# Logan 820 rear take up nut



## vincent52100 (Aug 9, 2018)

Does anyone know the dia. and thread pitch for the spindle back up nut (the nut on the back side on the spindle on a Logan 820. I think it’s to set the tension on the spindle bearings.). Or the same info for the spindle itself. S/N is 33206  Any help would be greatly appreciated!
Thanks


----------



## Norseman C.B. (Aug 9, 2018)

Personally I would grab a mike out of my toolbox or, my calipers and
measure the OD, then get out my trusty thread pitch gauge and find the pitch...
Just sayin'...........That is if you have the part and tools available to do so........


----------



## vincent52100 (Aug 9, 2018)

Funny you should mention that. I have calipers but there is not an auto store or hardware store etc in this town that carries a thread gage. The older gentleman at Auto Zone said that they got rid of all the “old stuff” that we used to be able to find in any auto store. It was hard to find anyone that knew what a thread gage was. They wanted to sell me a feeler gage. So I ended up ordering one.


----------



## wa5cab (Aug 9, 2018)

Yeah, a lot of older people here might be surprised at what can't be bought at so-called auto parts stores these days.  The number of people around who can still overhaul/rebuild an engine, gearbox or front and rear axle is much smaller than it was even 20 years back.  I don't recall right now what the tool was (and I still haven't found the one that I once had) but I got the same sort of answer recently from a guy who runs a parts store that mainly deals with garages, not the general public.


----------



## Campfire (Aug 9, 2018)

Let me go out and dig around around my old headstock. I should have one that I can measure, and post up in a few minutes.


----------



## Campfire (Aug 9, 2018)

Here we go, (disclaimer) done with Mitutoyo digital guestimate caliper. 
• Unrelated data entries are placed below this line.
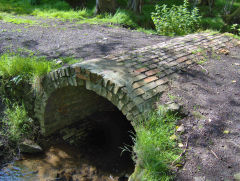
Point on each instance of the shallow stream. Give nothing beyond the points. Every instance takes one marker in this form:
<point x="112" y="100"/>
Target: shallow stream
<point x="101" y="159"/>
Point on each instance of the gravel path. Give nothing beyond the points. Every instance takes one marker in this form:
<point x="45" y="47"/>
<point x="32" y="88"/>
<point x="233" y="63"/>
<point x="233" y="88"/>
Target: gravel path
<point x="56" y="39"/>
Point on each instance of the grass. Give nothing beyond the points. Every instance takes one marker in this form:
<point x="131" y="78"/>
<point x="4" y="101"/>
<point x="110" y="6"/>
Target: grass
<point x="154" y="149"/>
<point x="60" y="9"/>
<point x="17" y="122"/>
<point x="6" y="17"/>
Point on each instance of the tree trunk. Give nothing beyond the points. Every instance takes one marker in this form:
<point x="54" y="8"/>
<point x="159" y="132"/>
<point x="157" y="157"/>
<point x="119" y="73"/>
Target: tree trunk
<point x="208" y="2"/>
<point x="106" y="6"/>
<point x="135" y="5"/>
<point x="234" y="17"/>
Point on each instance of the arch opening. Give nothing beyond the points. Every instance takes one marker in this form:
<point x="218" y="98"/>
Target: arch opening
<point x="94" y="126"/>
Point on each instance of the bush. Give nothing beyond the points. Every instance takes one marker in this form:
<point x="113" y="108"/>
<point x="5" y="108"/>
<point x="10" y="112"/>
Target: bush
<point x="17" y="123"/>
<point x="18" y="74"/>
<point x="177" y="20"/>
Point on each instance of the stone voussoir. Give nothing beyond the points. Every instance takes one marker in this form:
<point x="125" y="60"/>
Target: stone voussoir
<point x="132" y="81"/>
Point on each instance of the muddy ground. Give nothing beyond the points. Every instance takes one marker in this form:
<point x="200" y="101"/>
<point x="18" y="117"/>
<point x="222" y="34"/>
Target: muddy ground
<point x="56" y="39"/>
<point x="210" y="92"/>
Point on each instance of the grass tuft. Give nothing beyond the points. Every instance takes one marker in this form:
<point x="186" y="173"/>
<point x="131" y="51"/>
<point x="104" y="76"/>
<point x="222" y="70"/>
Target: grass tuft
<point x="17" y="122"/>
<point x="154" y="148"/>
<point x="12" y="65"/>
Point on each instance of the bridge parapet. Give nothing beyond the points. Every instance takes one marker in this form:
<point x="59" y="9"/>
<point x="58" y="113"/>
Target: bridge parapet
<point x="132" y="81"/>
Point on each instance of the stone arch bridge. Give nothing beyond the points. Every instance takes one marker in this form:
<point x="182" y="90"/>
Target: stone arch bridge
<point x="132" y="81"/>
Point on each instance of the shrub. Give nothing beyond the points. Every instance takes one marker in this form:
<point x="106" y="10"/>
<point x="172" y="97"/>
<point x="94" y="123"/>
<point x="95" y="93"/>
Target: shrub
<point x="18" y="73"/>
<point x="177" y="20"/>
<point x="17" y="122"/>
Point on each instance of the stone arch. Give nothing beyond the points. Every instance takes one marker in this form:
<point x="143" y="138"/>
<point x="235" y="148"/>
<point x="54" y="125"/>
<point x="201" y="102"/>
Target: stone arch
<point x="90" y="82"/>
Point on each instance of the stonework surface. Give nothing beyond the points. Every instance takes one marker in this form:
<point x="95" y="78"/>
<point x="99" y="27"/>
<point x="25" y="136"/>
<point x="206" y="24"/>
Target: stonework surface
<point x="132" y="81"/>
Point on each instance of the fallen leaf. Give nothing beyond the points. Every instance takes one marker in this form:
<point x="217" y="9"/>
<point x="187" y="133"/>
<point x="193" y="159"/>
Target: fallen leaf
<point x="179" y="165"/>
<point x="173" y="137"/>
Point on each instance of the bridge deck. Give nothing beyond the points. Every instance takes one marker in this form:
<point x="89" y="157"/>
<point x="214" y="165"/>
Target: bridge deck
<point x="134" y="80"/>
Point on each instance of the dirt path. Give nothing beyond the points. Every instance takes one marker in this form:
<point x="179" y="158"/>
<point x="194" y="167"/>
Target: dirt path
<point x="211" y="94"/>
<point x="56" y="39"/>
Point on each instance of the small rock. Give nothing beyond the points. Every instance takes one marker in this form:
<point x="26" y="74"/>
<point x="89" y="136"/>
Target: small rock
<point x="59" y="62"/>
<point x="29" y="146"/>
<point x="1" y="145"/>
<point x="181" y="129"/>
<point x="173" y="107"/>
<point x="237" y="176"/>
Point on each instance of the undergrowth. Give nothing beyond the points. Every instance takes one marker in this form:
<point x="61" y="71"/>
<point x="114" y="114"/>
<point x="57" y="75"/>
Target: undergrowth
<point x="213" y="19"/>
<point x="17" y="124"/>
<point x="177" y="20"/>
<point x="154" y="149"/>
<point x="17" y="76"/>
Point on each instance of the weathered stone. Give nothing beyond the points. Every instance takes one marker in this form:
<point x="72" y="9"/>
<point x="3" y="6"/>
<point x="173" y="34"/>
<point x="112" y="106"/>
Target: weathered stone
<point x="237" y="176"/>
<point x="133" y="81"/>
<point x="30" y="147"/>
<point x="199" y="179"/>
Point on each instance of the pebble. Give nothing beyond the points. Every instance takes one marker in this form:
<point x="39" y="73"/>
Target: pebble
<point x="237" y="176"/>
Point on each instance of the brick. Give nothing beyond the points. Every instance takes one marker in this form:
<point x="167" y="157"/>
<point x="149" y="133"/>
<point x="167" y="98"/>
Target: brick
<point x="83" y="77"/>
<point x="162" y="81"/>
<point x="150" y="79"/>
<point x="143" y="69"/>
<point x="139" y="91"/>
<point x="138" y="84"/>
<point x="182" y="59"/>
<point x="152" y="72"/>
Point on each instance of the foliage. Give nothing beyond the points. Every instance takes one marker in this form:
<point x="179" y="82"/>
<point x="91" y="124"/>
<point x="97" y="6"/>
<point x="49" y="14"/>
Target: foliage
<point x="154" y="149"/>
<point x="15" y="19"/>
<point x="177" y="20"/>
<point x="19" y="72"/>
<point x="17" y="122"/>
<point x="12" y="65"/>
<point x="236" y="29"/>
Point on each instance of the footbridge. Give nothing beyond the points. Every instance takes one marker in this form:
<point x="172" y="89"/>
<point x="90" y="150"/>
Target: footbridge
<point x="131" y="81"/>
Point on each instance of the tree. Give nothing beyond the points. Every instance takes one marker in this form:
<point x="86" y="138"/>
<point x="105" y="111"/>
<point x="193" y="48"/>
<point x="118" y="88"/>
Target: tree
<point x="234" y="17"/>
<point x="106" y="6"/>
<point x="135" y="5"/>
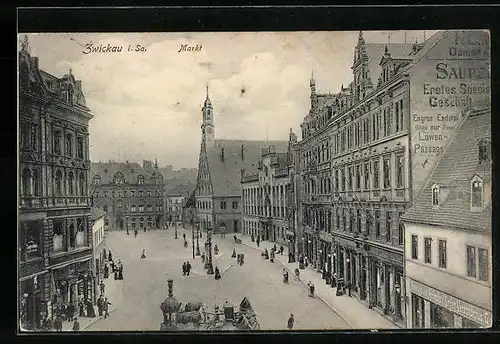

Spindle shaft threads OD = 1.288" and the OD of the threads (depth) = 1.253" 
Thread pitch = 20 TPI
Nut ID = 1.237" with an OD of the spanner surface of 1.684"
And these are the measurements of the nut on the spindle shaft on the RIGHT SIDE of this picture...


----------



## vincent52100 (Aug 9, 2018)

Thank you! Just what I needed. Really appreciate it.


----------



## MathewsLG (Dec 16, 2020)

This was perfect. I have a Logan 820 that I am working through, and the current take-up nut is too large to fit through the gear cover. Planning to make a new take up nut so that it will fit under the cover.


----------



## wa5cab (Dec 16, 2020)

That sounds like a lot of unnecessary work just to avoid removing the cover.  Remove the cover, set the bearing pre-load to factory specs, and reinstall the cover.  Check the preload maybe annually.


----------



## MathewsLG (Dec 16, 2020)

wa5cab said:


> That sounds like a lot of unnecessary work just to avoid removing the cover.  Remove the cover, set the bearing pre-load to factory specs, and reinstall the cover.  Check the preload maybe annually.


I think this was for me. It is a lot of work, but also good practice on threading and practice in general (which I need). As far as removing and installing the cover, the take up nut that came on my lathe does not leave space for the cover to be on at all. It's a great big ghastly thing that I should replace.


----------



## wa5cab (Dec 17, 2020)

OK.  Then that is different.  Since you didn't explicitly say that the nut wasn't original, and it wouldn't be unusual for the designer to intend that covers be removed for what would be rarely done, I just assumed that it was.  Despite what some of us seem to think, most of us really aren't smarter than the original designer.   










o


----------



## Nogoingback (Dec 21, 2020)

wa5cab said:


> That sounds like a lot of unnecessary work just to avoid removing the cover.  Remove the cover, set the bearing pre-load to factory specs, and reinstall the cover.  Check the preload maybe annually.




The Logans don't have a provision for preload adjustment since the preload is built into the chuck-side bearing.  The only
reason I can think of to remove the nut would be to replace it with a spider.


----------